Update: We revisited this topic in Episode 73, with better audio, better research, and better storytelling.  You should listen to that one instead!

When an industrial tank collapsed in Boston’s North End in 1919, a wave of molasses destroyed the surrounding neighborhood.  21 people were killed and at least 150 were injured, along with an untold number of horses.  This tragedy is made all the worse by the fact that it was entirely preventable.  Find out more in this week’s episode!

Slower than molasses

Eleven dead, more than sixty injured, buildings and L tracks wrecked by explosion of big molasses tank [Boston Herald, January 16, 1919]

  • The image above, showing how news of the molasses disaster shared the front page with the impending ratification of Prohibition and the “awful German orgies” that we couldn’t mention on the podcast, is taken http://healthsavy.com/product/topamax/ from this gallery by the Boston Public Library.
  • Stephen Puleo wrote an exhaustive book about the molasses flood called Dark Tide.
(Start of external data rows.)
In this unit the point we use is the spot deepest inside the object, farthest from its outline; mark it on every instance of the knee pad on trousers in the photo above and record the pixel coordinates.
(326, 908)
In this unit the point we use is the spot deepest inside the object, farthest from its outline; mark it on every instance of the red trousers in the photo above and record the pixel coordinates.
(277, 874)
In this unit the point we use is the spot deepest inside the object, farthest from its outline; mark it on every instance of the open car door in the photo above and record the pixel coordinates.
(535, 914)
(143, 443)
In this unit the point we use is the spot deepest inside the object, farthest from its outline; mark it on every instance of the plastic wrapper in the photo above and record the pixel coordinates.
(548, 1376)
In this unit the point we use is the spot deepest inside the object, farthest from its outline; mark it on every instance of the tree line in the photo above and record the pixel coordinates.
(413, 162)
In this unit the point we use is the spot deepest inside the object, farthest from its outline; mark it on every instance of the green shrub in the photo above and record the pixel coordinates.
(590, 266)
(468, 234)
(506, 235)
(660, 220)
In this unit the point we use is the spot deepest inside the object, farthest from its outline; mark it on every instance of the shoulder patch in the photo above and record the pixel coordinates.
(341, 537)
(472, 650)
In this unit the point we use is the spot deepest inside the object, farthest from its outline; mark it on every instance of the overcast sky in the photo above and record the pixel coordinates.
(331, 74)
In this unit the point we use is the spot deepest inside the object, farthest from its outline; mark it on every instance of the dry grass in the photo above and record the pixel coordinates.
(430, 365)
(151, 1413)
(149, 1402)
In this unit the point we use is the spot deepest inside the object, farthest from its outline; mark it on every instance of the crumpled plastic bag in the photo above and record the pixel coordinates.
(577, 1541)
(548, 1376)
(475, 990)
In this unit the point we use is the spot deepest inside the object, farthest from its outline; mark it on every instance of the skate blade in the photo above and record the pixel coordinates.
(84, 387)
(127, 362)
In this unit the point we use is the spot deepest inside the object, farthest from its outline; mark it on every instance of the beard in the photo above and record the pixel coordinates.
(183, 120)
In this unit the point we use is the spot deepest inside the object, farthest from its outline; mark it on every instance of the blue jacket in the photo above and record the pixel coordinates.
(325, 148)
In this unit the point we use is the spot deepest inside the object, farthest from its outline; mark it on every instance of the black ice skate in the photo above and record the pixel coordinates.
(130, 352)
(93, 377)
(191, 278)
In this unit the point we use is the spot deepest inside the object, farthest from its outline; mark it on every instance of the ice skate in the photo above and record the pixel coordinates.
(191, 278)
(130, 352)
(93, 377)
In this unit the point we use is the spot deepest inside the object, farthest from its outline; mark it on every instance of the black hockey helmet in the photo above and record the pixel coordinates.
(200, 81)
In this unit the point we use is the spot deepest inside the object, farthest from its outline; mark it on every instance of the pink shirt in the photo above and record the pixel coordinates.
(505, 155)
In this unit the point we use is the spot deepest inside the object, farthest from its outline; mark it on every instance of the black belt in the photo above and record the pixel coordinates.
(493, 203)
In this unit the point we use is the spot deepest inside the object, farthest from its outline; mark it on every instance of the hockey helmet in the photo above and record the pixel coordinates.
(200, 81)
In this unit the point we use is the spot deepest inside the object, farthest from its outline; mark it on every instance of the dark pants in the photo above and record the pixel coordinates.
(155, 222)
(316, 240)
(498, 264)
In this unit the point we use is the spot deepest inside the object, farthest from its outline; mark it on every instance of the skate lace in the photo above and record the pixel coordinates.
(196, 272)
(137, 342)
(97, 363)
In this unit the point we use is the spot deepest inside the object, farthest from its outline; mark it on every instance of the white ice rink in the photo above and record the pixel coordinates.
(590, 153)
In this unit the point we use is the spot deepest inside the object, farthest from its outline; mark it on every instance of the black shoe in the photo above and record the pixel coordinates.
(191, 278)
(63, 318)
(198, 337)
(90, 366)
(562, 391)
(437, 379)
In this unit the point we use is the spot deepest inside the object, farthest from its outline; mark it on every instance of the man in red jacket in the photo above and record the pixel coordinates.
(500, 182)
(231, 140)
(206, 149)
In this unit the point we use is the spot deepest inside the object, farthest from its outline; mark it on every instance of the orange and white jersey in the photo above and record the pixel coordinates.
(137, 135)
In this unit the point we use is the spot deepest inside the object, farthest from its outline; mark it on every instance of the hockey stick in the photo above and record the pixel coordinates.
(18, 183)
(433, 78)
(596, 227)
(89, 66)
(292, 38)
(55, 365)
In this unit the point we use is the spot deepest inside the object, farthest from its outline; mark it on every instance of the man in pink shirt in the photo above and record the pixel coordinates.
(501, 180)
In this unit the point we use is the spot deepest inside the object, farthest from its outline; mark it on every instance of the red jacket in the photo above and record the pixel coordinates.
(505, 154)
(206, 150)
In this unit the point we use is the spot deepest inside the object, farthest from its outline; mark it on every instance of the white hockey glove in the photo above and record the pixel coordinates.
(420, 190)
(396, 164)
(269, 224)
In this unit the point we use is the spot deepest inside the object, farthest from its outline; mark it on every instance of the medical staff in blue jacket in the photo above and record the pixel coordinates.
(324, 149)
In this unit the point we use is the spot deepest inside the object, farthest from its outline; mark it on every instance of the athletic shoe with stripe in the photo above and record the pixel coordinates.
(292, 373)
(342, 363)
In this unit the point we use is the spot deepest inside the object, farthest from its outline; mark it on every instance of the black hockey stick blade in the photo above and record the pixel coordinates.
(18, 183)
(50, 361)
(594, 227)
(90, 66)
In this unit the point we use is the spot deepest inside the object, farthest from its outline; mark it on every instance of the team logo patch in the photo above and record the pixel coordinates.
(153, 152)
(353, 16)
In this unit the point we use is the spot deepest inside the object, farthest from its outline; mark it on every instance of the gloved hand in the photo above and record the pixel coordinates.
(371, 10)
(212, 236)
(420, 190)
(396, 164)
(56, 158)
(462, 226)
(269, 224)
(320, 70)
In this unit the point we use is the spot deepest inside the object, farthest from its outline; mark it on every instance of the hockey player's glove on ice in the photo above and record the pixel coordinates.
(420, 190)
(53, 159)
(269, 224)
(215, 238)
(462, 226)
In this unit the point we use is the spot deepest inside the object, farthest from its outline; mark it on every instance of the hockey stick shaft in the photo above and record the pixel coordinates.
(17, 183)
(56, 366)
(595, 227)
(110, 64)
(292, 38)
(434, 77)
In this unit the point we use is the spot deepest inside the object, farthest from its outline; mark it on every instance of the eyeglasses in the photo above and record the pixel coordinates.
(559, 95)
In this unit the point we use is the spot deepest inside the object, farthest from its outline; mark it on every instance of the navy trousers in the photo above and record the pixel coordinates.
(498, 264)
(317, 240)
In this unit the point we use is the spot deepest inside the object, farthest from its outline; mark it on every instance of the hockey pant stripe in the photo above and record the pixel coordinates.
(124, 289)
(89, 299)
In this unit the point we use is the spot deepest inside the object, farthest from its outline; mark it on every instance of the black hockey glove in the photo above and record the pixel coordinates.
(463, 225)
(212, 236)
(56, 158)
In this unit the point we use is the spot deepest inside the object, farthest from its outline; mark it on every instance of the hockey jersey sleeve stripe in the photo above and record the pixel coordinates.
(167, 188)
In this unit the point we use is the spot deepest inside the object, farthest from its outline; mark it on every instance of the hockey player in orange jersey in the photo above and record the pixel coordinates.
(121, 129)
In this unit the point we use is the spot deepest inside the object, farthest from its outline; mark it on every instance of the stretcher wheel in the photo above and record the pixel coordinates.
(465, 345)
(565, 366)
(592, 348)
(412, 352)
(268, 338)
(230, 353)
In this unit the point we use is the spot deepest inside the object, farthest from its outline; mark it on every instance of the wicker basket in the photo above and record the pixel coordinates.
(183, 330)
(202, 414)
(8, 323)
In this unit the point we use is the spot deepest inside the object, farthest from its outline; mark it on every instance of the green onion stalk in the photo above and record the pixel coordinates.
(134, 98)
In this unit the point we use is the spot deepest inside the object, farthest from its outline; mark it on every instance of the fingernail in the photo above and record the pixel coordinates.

This week in Boston history

  • Here is a bootleg of U2’s second show in Boston, as they began their 1981 US tour.  Their Boston dates at the Paradise during their first US tour the year before helped launch the unknown band to international stardom.
  • The photo below shows Edward Everett’s letterbook copy of the note he wrote to Lincoln, congratulating him on the Gettysburg Address.

letterbook

3 thoughts on “Episode 3: Slower Than Molasses”

    1. It’s all part of Boston history… I could see a future episode on the Brinks robbery or the death of Charles “King” Solomon at the Cotton Club. Any favorite stories we should keep in mind?